Abstract

Ferritic steel, vanadium alloy and SiC/SiC composite are candidate low activation materials for blanket components and first walls in fusion demonstration reactors. Several issues on these materials as the first wall have been investigated so far. Amount of deuterium retained in mechanically polished ferritic steel, F82H, after deuterium ion irradiation, was observed to be several times smaller than that of stainless steel, 316L SS. Physical sputtering yield of the ferritic steel due to deuterium ion was comparable to that of 316L SS. These results suggest that the property of the ferritic steel as the first wall material is superior to that of 316L SS, with respect to fuel hydrogen retention and in-vessel tritium inventory.
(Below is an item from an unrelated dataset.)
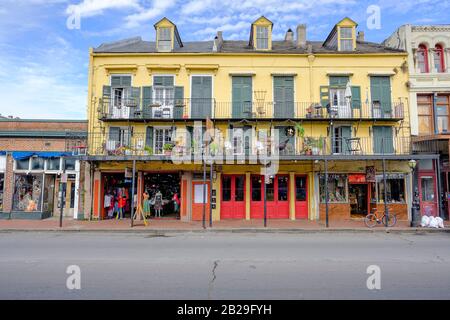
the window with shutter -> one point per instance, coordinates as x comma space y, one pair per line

Since first walls of blanket modules are exposed to both fuel hydrogen and helium, the helium is also trapped in the walls. Helium retention of V–4Cr–4Ti was investigated using helium ion irradiation apparatus. The amount of helium retained was comparable to those of other plasma facing materials. One of the major concerns in use of SiC/SiC composite for blanket is permeation of helium gas coolant into fusion plasma. Helium gas permeability of the SiC/SiC composite after heat cycles was measured using a vacuum device consisting two chambers. The increase in the permeability was not observed when the heating rate was suitably adjusted. Therefore, the blanket module may be made using only SiC/SiC composite if a vacuum pumping for the inside of blanket module is attached.